I would put nuts on the under side of the plate and it would only contact the nuts on the bottom of the plate and stay flat. I would not conform it to the concrete.
Speaking for myself personally I not only use lock washers on something like that but I also spend the money and get a good lock nuts to go on those bolts. That way I'm almost guaranteed they're not coming loose... Be blessed... BBE 👍 👍🤗 🤗🙏🙏
Kapper instead of mounting to the house, you have that large concrete base, fab up 3 legs supports like 7-8 feet long that attach to the tower like a tripod shape and anchor near the edge of the concrete. That would be plenty strong. Don't want to drill through the siding and mount to the house if you don't need to.
You know I thought of that but just thought that it would not be sturdy enough..... however, I might have to think on it some more, since it is a 'self supported' tower (without a hinge plate on it)... hmmm, you've brought me back to that idea now... thanks.
Before you shim the base plate on the concrete, Loosen the 6 bolts that hold the tower to the hinge plate and give it a shove in the direction you need it to go.
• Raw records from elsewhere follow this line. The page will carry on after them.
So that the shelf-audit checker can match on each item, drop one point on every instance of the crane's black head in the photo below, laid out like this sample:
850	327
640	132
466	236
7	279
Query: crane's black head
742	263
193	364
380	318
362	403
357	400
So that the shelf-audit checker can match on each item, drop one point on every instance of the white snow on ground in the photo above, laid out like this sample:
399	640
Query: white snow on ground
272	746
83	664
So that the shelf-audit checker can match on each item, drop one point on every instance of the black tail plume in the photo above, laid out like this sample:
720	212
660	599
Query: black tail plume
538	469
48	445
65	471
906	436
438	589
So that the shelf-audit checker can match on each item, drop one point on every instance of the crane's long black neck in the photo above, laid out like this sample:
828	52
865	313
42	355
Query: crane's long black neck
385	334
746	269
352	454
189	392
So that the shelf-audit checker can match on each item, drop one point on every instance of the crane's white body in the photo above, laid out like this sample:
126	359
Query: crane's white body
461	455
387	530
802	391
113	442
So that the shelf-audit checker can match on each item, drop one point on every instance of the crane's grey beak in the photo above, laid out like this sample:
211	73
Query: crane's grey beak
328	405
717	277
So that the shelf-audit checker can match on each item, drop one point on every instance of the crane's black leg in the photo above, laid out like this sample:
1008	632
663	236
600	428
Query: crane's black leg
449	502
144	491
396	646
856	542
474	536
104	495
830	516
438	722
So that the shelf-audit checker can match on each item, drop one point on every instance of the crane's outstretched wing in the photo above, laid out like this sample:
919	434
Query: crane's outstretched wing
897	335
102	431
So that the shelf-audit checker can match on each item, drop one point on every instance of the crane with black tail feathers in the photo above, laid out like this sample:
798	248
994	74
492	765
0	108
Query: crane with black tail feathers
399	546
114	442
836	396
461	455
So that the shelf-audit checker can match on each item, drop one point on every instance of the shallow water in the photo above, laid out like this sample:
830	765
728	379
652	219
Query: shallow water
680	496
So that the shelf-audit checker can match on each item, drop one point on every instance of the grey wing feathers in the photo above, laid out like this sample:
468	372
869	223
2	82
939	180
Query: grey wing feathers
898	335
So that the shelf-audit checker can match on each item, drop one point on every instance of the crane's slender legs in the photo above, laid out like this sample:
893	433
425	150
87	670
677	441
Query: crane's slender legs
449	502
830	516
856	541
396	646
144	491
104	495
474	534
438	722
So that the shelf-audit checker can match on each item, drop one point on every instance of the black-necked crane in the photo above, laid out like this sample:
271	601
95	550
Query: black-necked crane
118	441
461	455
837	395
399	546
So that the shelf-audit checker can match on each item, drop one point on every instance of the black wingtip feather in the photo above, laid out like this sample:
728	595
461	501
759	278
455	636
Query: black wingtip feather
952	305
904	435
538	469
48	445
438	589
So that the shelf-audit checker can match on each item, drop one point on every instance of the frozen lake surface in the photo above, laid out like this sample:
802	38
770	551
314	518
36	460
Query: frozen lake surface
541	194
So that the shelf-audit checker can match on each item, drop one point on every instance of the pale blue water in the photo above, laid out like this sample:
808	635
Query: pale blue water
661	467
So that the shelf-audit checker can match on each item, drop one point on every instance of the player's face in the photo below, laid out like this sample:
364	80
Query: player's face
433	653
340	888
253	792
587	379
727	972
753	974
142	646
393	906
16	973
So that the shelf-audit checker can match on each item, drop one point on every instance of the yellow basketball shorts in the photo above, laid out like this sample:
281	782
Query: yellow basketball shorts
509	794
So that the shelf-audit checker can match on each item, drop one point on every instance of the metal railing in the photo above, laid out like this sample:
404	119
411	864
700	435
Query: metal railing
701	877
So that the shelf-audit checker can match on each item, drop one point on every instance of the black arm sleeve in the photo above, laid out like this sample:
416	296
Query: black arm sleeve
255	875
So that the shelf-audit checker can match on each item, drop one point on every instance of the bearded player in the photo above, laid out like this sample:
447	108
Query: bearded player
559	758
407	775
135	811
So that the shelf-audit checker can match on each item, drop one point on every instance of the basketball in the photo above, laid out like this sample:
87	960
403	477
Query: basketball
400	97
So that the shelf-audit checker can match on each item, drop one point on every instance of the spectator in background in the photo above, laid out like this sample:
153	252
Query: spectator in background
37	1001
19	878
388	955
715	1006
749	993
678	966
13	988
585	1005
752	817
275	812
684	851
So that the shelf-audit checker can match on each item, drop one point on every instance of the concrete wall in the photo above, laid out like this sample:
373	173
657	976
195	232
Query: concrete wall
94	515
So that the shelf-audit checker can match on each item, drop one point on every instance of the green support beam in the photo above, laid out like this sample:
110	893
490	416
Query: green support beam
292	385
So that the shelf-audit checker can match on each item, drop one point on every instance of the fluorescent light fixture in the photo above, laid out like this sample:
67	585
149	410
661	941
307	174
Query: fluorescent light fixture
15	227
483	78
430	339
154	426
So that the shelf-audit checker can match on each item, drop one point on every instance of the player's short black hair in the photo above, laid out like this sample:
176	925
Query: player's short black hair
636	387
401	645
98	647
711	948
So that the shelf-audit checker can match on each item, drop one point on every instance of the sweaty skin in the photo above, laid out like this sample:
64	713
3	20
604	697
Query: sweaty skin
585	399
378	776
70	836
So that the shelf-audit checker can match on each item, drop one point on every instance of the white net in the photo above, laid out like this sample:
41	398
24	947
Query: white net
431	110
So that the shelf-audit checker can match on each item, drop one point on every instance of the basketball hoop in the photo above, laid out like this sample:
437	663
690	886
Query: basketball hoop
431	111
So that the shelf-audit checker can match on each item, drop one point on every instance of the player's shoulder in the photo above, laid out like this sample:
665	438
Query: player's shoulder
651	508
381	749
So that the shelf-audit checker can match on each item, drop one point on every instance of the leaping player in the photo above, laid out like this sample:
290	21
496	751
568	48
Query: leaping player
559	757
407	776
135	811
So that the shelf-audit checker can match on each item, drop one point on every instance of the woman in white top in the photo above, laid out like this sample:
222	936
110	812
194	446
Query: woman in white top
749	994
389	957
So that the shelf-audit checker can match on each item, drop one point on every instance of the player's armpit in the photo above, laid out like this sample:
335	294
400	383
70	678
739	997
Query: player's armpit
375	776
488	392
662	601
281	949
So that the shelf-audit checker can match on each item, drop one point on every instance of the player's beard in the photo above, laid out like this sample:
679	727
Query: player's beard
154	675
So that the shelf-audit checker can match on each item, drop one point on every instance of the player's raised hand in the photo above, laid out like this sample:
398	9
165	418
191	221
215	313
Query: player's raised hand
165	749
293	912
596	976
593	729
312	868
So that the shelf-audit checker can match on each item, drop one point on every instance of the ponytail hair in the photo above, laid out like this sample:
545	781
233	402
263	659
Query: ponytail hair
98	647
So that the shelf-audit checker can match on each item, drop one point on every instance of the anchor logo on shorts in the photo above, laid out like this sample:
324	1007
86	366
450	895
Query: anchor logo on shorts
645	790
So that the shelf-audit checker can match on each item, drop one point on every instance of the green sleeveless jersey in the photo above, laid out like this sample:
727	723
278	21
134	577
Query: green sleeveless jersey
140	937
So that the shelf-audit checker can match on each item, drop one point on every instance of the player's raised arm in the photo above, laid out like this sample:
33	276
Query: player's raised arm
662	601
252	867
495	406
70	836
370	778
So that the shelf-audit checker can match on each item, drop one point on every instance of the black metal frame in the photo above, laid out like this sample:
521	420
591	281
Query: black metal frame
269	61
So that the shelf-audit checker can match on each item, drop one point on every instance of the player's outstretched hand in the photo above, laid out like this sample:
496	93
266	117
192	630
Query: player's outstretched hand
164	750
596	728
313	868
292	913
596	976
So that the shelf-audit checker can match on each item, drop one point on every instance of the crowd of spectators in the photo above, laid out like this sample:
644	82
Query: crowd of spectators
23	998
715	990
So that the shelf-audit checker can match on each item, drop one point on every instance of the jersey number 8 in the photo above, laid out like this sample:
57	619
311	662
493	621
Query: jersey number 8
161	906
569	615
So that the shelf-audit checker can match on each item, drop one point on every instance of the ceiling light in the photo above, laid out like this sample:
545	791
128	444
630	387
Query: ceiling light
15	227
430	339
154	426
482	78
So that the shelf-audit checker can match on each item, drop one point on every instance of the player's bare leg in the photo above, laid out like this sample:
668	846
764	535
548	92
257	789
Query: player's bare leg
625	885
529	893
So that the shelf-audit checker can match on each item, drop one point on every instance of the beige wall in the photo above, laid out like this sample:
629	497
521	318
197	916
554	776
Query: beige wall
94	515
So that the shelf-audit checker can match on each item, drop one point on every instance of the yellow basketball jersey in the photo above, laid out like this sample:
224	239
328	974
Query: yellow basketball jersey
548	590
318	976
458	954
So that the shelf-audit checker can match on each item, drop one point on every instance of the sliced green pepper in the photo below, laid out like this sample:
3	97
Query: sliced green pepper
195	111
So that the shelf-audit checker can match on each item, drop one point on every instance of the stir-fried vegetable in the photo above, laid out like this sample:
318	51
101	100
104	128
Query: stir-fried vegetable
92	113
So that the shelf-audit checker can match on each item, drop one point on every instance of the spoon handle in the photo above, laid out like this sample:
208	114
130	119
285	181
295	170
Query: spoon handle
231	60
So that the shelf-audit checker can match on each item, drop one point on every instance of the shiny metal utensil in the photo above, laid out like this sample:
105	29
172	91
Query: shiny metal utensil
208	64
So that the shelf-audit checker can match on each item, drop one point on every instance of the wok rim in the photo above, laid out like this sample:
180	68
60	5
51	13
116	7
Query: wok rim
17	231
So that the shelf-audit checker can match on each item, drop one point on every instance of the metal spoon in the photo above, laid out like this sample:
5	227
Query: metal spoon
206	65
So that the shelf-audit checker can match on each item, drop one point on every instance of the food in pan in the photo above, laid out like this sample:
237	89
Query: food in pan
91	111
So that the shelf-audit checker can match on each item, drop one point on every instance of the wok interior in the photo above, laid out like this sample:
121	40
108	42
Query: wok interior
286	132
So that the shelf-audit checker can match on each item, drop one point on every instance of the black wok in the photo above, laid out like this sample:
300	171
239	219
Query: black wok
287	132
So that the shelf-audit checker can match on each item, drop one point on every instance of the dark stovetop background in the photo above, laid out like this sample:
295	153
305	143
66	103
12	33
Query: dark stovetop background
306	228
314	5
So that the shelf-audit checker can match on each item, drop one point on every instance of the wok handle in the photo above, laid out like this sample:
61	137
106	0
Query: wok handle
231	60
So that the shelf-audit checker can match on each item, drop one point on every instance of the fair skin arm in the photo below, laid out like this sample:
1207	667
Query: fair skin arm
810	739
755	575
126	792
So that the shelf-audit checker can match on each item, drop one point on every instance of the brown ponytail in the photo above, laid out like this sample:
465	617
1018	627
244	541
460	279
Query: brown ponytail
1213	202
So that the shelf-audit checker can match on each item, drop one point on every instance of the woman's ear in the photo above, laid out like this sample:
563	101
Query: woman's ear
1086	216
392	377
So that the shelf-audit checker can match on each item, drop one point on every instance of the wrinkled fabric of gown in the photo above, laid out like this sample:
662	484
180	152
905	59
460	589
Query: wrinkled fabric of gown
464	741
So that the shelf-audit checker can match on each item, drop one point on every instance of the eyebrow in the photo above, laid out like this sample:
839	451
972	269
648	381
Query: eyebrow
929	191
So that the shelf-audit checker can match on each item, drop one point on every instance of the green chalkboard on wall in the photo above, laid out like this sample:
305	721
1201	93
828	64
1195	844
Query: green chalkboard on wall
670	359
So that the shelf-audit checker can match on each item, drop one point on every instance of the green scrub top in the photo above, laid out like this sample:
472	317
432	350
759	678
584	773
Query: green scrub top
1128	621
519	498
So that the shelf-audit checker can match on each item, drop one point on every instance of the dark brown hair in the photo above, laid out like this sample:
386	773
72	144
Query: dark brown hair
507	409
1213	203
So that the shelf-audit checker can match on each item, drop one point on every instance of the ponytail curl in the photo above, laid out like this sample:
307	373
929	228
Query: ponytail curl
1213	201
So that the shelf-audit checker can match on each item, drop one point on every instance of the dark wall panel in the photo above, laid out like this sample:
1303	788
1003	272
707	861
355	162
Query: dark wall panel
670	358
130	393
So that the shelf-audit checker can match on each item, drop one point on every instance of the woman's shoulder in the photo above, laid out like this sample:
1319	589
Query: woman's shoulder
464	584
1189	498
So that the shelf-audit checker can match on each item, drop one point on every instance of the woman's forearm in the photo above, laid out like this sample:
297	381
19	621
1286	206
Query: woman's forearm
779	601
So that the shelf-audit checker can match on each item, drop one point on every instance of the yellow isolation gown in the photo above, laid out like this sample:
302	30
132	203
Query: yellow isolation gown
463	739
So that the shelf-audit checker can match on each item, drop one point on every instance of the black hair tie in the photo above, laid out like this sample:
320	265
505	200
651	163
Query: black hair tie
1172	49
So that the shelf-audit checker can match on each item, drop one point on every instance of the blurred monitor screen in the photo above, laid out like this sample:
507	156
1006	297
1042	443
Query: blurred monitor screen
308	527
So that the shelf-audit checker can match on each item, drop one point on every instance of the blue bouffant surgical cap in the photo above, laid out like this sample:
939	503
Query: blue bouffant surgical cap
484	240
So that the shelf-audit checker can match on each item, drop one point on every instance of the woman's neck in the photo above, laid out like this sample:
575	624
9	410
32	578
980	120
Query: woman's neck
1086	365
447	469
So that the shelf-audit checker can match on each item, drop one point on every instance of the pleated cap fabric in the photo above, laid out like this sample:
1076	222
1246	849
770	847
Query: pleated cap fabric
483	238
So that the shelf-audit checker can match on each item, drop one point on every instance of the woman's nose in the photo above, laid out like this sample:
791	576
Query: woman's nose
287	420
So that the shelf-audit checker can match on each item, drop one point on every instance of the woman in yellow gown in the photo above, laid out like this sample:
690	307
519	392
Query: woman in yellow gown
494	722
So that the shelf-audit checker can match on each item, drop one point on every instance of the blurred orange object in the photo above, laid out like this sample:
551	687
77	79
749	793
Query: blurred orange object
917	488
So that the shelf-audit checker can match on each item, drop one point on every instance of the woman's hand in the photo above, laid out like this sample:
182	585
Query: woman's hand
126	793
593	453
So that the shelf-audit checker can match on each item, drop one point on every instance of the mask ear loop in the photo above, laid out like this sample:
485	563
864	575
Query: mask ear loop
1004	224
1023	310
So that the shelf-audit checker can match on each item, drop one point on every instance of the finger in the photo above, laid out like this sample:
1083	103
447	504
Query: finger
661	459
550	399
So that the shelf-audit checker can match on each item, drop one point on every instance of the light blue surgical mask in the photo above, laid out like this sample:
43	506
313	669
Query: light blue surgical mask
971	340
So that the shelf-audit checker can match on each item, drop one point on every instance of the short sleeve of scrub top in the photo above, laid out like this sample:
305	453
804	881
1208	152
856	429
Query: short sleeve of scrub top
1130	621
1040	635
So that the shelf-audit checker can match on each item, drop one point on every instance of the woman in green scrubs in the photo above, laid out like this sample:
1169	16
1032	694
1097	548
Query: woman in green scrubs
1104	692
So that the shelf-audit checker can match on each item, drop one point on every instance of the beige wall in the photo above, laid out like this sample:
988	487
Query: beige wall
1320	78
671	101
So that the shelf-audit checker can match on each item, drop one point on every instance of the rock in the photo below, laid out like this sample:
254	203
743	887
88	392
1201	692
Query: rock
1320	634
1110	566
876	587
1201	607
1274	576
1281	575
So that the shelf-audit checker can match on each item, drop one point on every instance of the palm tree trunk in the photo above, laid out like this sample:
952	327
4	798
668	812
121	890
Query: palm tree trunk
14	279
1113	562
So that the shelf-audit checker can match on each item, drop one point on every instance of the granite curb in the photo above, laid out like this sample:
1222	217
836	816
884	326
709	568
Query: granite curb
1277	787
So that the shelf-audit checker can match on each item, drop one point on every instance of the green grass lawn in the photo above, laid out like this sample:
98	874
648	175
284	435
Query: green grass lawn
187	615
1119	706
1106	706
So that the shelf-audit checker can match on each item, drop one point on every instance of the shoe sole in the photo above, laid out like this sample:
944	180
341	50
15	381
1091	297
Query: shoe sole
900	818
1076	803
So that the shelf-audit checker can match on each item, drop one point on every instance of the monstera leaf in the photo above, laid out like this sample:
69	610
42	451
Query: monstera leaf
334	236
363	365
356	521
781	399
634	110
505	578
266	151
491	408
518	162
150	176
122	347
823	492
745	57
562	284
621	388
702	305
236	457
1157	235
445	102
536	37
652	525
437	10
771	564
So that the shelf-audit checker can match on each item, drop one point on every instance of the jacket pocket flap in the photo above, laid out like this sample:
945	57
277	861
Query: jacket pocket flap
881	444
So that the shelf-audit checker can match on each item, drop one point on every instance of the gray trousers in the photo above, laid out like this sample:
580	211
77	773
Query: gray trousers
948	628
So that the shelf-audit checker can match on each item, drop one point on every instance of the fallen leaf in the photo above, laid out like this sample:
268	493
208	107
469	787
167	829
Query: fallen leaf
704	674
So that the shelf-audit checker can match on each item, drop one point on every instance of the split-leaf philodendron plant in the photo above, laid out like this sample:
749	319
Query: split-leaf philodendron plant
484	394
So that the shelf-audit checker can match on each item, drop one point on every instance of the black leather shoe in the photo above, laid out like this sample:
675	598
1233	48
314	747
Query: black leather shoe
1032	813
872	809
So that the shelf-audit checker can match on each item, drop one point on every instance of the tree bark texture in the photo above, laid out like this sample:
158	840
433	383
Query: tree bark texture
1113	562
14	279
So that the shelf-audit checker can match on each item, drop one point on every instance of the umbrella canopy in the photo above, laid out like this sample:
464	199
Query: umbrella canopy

Give that man a cigar! I like that idea!!! I will try that first, because I really don't like the idea of shims under the nice flat plate, but I'll do what is necessary! Thanks man.
Most hams think they know what they are doing when they put up towers as a retired professional tower erector I'm amazed more of you don't wind up in the hospital or worse the morgue. 32 years with Stann and associates and Chicago Tower leasing Corp. site leasing division.
Since you've got so much experience, far more than any of us... maybe you should start making some videos and putting up content so we can learn from you. Just reading how qualified you are doesn't really tell us much.
Don't know how to find people with knowledge... so finding most info on HAM on TH-cam. Nothing comes up when searching for "Antenna Install or Service" on Google for example. Nobody really covers 80% of the detail needed to connect the dots unfortunately, but when you watch 50 of them on a topic, you usually can deduce the info needed to connect those dots.
I have the same base plate. The bolts for anchoring the plate in the concrete come with two nuts. While I'm rebuilding my cement mixer, I'm wondering a couple of things. Do I pour the concrete and push the bolts into it or I'm leaning toward pouring the concrete with the bolts in the plate. I'm also thinking putting a bolt (and washer) under the plate for leveling but the plate wont be resting on the concrete. My next wonder is how big the foundation needs to be. I think the answer would depend on my type of ground, which is above my knowledge level. I'm thinking something like 3X3X3.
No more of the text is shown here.